How Fast Can Producers Produce Biomass? A Very Important Rate

The rate at which an ecosystem’s producers convert solar energy into chemical energy as biomass is the ecosystem’s gross primary productivity (GPP).

Net primary productivity (NPP) is the rate at which producers use photosynthesis to store energy minus the rate at which they use some of this stored energy through aerobic respiration.

In agricultural systems, the goal is to increase the NPP and biomass of selected crop plants by adding water (irrigation) and nutrients (mostly nitrates and phosphates in fertilizers). Despite such inputs, the NPP of agricultural land is not very high compared with that of many other ecosystems.

How Does the World’s Net Rate of Biomass Production Limit the Populations of Consumer Species? Nature’s Limits

The planet’s NPP ultimately limits the number of consumers (including humans) that can survive on the Earth.

We might also conclude from Figure 4-23 that we could grow more food for human consumption by clearing highly productive tropical rain forests and planting food crops. According to most ecologists, this is also a bad idea. Here is why. In tropical rain forests, most nutrients are stored in the vegetation rather than in the soil, where they need to be to grow crops. When the trees are removed, frequent rains and growing crops rapidly deplete the nutrient-poor soils.

As for oceans, the problem is that harvesting the widely dispersed, tiny floating producers in the open ocean would take much more fossil fuel and other types of energy than the food energy we would get. In addition, this would disrupt the food webs of the open ocean that provide us and other consumer organisms with important sources of energy and protein from fish and shellfish.

How Much of the World’s Net Rate of Biomass Production Do We Use?

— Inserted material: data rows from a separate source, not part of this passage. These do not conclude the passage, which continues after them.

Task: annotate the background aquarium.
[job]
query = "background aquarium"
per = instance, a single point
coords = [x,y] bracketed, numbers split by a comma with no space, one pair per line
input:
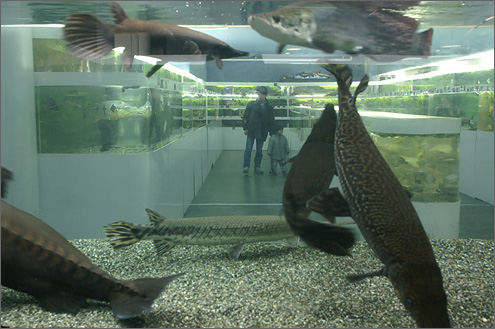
[91,142]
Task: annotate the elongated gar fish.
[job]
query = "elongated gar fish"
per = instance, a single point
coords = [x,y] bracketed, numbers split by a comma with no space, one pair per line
[204,231]
[39,261]
[326,25]
[311,173]
[383,212]
[89,38]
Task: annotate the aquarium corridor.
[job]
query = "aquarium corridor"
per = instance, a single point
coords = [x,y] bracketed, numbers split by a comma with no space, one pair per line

Let Them Eat Crumbs

Peter Vitousek, Stuart Roystaczer, and other ecologists estimate that humans now use, waste, or destroy about 27% of the Earth’s total potential NPP and 10%–55% of the NPP of the planet’s terrestrial ecosystems.

These scientists contend that this is the main reason we are crowding out or eliminating the habitats and food supplies of a growing number of other species.